En declaraciones a Europa Press, Nicola T. , un chico italiano que lleva varios meses viviendo en Barcelona, ha explicado que la noche del Mundial, después que España ganó, fue a plaza España para ver la fiesta, aunque después «empezó la guerra». «Llegaron muchos furgones y un mosso d'Esquadra me disparó y me ha hecho perder un ojo», indicó.
Nicola T. todavía está en el hospital recuperándose de sus heridas, después de ingresar de urgencia la madrugada del 12 de julio, y según consta en el parte médico de su primera asistencia, el diagnóstico principal en el momento de su traslado en ambulancia fue una «contusión ocular con posible estallido del globo».

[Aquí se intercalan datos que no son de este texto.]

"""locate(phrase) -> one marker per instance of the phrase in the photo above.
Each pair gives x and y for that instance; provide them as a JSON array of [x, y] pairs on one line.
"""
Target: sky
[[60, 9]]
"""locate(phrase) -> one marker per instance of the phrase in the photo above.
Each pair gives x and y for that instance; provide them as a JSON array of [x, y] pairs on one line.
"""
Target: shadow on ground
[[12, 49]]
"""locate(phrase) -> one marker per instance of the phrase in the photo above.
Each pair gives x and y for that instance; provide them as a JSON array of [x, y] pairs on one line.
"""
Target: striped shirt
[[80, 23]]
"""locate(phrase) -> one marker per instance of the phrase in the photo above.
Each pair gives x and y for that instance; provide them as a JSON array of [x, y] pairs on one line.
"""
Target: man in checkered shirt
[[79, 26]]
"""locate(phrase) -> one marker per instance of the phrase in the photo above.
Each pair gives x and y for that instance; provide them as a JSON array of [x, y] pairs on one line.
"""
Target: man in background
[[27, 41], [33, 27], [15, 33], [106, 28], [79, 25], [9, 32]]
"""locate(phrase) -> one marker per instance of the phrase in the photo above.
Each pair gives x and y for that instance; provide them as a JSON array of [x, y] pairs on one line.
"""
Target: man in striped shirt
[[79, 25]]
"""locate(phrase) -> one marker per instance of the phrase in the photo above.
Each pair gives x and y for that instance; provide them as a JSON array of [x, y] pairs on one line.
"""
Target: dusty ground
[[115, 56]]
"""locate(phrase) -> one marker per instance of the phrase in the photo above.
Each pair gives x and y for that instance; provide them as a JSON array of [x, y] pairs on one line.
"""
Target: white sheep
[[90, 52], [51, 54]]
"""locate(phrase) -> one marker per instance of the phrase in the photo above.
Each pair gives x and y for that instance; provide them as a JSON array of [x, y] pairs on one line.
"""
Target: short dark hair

Finalmente, tras dos intervenciones, ha perdido el ojo. Su abogado, Pere Picón, ha explicado a Europa Press que la semana que viene presentarán la denuncia contra los Mossos por lesiones y que se ha demorado hasta ahora porque ha estado recabando todos los testimonios posibles así como filmaciones de aquella noche. Según Picón, la actuación policial fue «desproporcionada» e «imprudente».
Nicola T. explica que todo ocurrió pasadas la una de la madrugada a la altura del número 347 de la Gran Via, cuando él estaba entre las mesas de una terraza de bar donde se refugió al ver la llegada de los furgones de los antidisturbios.
«Me acerqué a este bar porque estaba lleno de personas, porque vi allí a jóvenes y familias, yo estaba un poco asustado, pero tranquilo de que no estaba pasando nada, no había seguidores que estuvieran enfadados», ha relatado.
El joven ha especificado que «no había ningún tipo de violencia, en plaza de España la gente estaba feliz, estaba contenta, hacía fiesta», aunque sí podía haber unas cuantas personas que estuvieran borrachas. Ha dicho que no vio ningún incidente y que la llegada de los antidisturbios desencandenó el caos.